Dec. 1 (Bloomberg) -- Carrefour SA, the world’s second-largest retailer, fell the most in almost two years in Paris trading after cutting its profit forecast and saying Brazilian writedowns will be more than three times higher than expected.
So-called activity contribution, a measure of operating profit, will be about 3 billion euros ($3.9 billion) in 2010, the Paris-based company said late yesterday, trimming an earlier forecast by about 130 million euros. One-time charges in Brazil will be 550 million euros, up from an October estimate of 180 million euros, and will now be taken as non-operating income.
The forecast revision is the second in two months from Carrefour, which has predicted higher sales and profit through 2015 as it upgrades western European superstores. Lars Olofsson, who joined as chief executive officer last year, aims to win more customers in Europe by cutting prices, offering more of the retailer’s own products and boosting discounts and advertising.
“This is a blow to credibility,” Dave McCarthy, an analyst at Evolution Securities in London, wrote in a note. “While we still believe that management are taking the correct actions in restructuring the business, results are unlikely until later in 2011 at the earliest.” McCarthy cut his recommendation on Carrefour to “neutral” from “buy” and lowered his price target to 35 euros a share from 48 euros.
Carrefour dropped as much as 3.53 euros, or 10 percent, to 31.33 euros, the steepest intraday decline since Dec. 18, 2008. The stock traded at 32.30 euros as of 1:57 p.m.
2013, 2015 Targets Unaffected
The retailer’s targets for 2013 and 2015 won’t be affected by “earlier mismanagement” in Brazil, Olofsson said on a conference call yesterday. Carrefour aims to lift activity contribution to 5.2 billion euros in 2013 and 6.4 billion euros in 2015, compared with 2.7 billion euros in 2009, the CEO said in September.
“We now believe it unlikely that the market will buy into 2013 and 2015 guidance until tangible improvement is seen in reported numbers,” Evolution’s McCarthy wrote.
The reduction in the profit outlook stemmed from weak sales at Brazilian superstores, a worse-than-expected performance in France since September and adverse economic conditions in Italy, Greece and Spain, Chief Financial Officer Pierre Bouchut said on yesterday’s call. The measure of operating profit was also cut by 50 million euros after the sale of Thai operations last month.
Carrefour replaced its management in Brazil and hired KPMG LLP in October to audit its operations there after a poor performance of the unit’s superstores. The retailer has also commissioned a separate investigation to identify who may be responsible for the need to make accounting changes that include adjustments to inventory and asset depreciation at the unit.
“We are confident that we can fix the situation rapidly to come back to a sustainable, profitable earnings situation in Brazil,” Bouchut said.

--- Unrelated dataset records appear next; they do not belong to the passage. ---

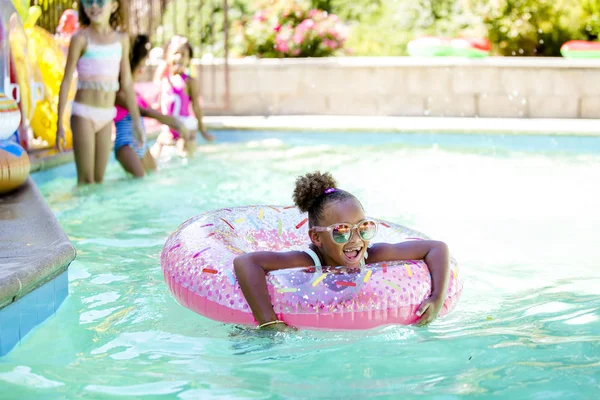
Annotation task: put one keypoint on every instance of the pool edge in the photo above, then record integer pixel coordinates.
(35, 254)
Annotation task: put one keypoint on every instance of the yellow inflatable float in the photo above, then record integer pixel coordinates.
(39, 73)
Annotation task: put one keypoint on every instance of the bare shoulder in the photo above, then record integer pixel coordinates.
(79, 38)
(123, 38)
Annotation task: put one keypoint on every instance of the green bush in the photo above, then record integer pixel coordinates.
(533, 27)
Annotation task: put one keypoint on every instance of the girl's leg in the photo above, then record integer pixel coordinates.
(84, 149)
(148, 162)
(103, 144)
(190, 146)
(130, 161)
(180, 146)
(165, 138)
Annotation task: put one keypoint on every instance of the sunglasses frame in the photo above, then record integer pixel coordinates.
(331, 228)
(99, 3)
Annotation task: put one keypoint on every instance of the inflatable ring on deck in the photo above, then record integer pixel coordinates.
(14, 166)
(430, 46)
(580, 49)
(197, 262)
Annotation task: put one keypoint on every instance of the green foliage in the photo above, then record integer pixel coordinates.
(384, 27)
(202, 21)
(533, 27)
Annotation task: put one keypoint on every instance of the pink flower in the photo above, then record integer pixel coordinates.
(281, 46)
(259, 16)
(306, 24)
(330, 44)
(298, 36)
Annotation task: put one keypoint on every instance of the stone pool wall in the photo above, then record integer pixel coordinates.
(405, 86)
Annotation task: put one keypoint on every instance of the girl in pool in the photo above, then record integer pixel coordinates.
(178, 90)
(333, 217)
(133, 158)
(100, 53)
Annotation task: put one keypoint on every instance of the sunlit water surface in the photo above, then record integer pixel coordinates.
(520, 213)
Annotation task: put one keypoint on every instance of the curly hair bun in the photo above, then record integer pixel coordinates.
(309, 187)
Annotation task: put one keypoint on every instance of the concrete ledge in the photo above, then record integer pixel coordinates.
(34, 252)
(320, 123)
(516, 87)
(33, 247)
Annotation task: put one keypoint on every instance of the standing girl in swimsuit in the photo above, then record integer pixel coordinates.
(135, 159)
(333, 217)
(100, 53)
(178, 90)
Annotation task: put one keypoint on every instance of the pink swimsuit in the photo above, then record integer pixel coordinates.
(174, 100)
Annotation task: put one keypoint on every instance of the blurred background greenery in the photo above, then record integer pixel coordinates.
(366, 27)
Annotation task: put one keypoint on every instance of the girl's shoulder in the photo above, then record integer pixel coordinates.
(123, 37)
(79, 39)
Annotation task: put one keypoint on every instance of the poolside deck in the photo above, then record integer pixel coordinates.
(34, 256)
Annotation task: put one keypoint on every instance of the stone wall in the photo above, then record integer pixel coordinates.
(405, 86)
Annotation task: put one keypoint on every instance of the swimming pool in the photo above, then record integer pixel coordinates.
(520, 214)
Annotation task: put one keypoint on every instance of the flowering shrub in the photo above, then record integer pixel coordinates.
(291, 29)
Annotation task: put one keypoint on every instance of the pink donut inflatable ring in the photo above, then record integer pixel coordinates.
(197, 262)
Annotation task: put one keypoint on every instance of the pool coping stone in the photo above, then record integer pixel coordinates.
(35, 254)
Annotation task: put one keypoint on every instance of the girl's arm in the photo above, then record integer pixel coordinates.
(192, 86)
(126, 82)
(436, 256)
(250, 269)
(76, 47)
(149, 112)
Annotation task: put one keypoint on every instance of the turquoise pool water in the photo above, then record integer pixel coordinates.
(520, 214)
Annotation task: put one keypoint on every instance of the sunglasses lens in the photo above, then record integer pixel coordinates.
(341, 233)
(89, 3)
(367, 230)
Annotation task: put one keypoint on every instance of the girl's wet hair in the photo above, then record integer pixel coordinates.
(118, 19)
(178, 42)
(315, 190)
(140, 48)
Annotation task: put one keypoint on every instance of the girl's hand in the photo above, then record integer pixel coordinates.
(182, 130)
(61, 140)
(206, 135)
(139, 134)
(429, 309)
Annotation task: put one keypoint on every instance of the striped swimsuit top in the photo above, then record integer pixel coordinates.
(317, 260)
(99, 66)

The Brazilian charges are made up of 110 million euros of depreciation and inventory adjustments; 280 million euros of provisions for labor and tax litigation; 35 million euros of unrecoverable supplier rebates; 75 million euros of asset depreciation; and 50 million euros of other accounting adjustments, Bouchut said.
French Market Share
Carrefour has lost market share in France since September after competitors opened more stores, while price deflation “is evidently pressing margins,” Olofsson said yesterday. On a so-called like-for-like basis, the retailer is gaining market share and considerable cost reductions mean “we should be able to grow our margins in 2010 compared to 2009 in France,” he said.

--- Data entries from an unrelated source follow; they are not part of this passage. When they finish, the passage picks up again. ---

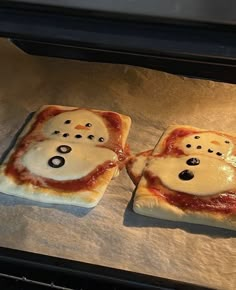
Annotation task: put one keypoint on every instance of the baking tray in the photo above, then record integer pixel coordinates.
(19, 266)
(23, 270)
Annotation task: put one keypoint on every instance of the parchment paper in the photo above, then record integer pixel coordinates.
(111, 234)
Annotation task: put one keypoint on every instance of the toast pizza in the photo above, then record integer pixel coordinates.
(190, 177)
(66, 155)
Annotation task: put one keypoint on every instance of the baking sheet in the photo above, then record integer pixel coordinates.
(111, 234)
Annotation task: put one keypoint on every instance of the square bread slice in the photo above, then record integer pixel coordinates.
(66, 155)
(190, 177)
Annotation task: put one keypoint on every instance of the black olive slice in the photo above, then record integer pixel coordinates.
(64, 149)
(91, 137)
(193, 161)
(56, 161)
(186, 175)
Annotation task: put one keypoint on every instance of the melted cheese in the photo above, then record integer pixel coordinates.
(202, 142)
(78, 119)
(78, 163)
(211, 176)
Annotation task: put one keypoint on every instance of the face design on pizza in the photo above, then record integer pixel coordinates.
(80, 126)
(70, 150)
(209, 144)
(204, 171)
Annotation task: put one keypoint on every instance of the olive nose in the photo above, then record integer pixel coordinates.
(193, 161)
(81, 127)
(186, 175)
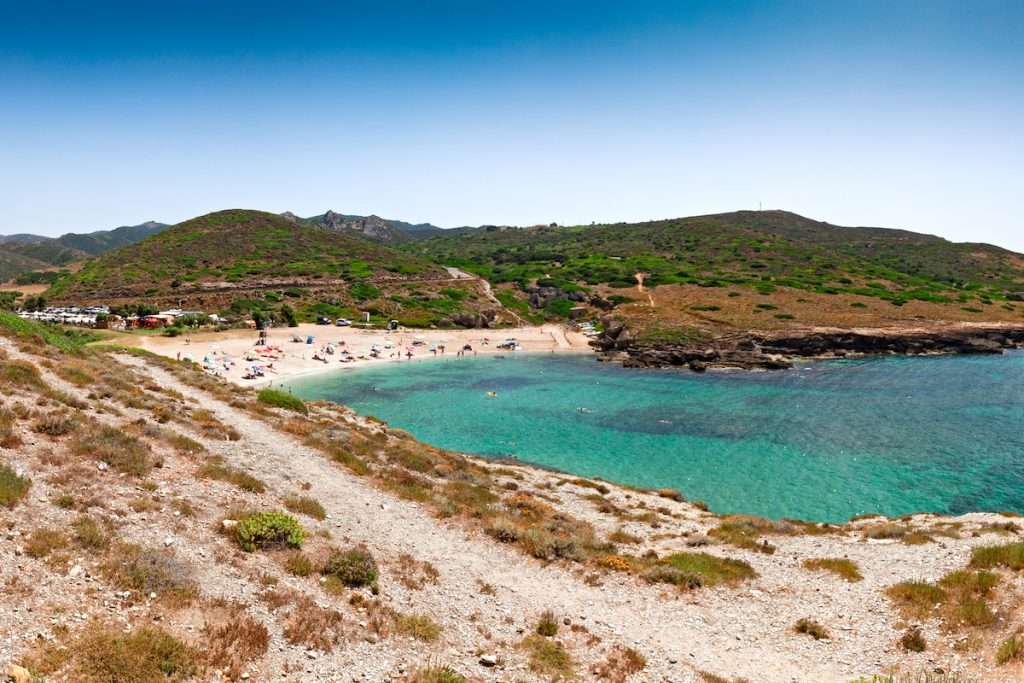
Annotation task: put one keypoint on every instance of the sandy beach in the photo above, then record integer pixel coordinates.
(285, 358)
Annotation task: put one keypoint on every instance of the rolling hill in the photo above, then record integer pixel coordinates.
(239, 261)
(748, 269)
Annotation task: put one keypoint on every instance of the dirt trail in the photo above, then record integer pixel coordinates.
(738, 632)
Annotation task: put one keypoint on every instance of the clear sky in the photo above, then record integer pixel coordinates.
(896, 114)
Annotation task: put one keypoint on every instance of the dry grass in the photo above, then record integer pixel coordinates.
(146, 654)
(420, 627)
(809, 627)
(840, 566)
(145, 570)
(547, 626)
(232, 639)
(620, 665)
(121, 451)
(42, 542)
(216, 469)
(548, 657)
(313, 627)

“An increasingly competitive environment in France, as well as economic weakness in Europe cited by the company suggest Carrefour may struggle to retain the benefit of its cost-cutting initiatives,” Christopher Hogbin, an analyst at Sanford C. Bernstein in London, wrote today in a report. He maintained his “market perform” rating on the stock and lowered his price target to 36 euros a share from 40 euros.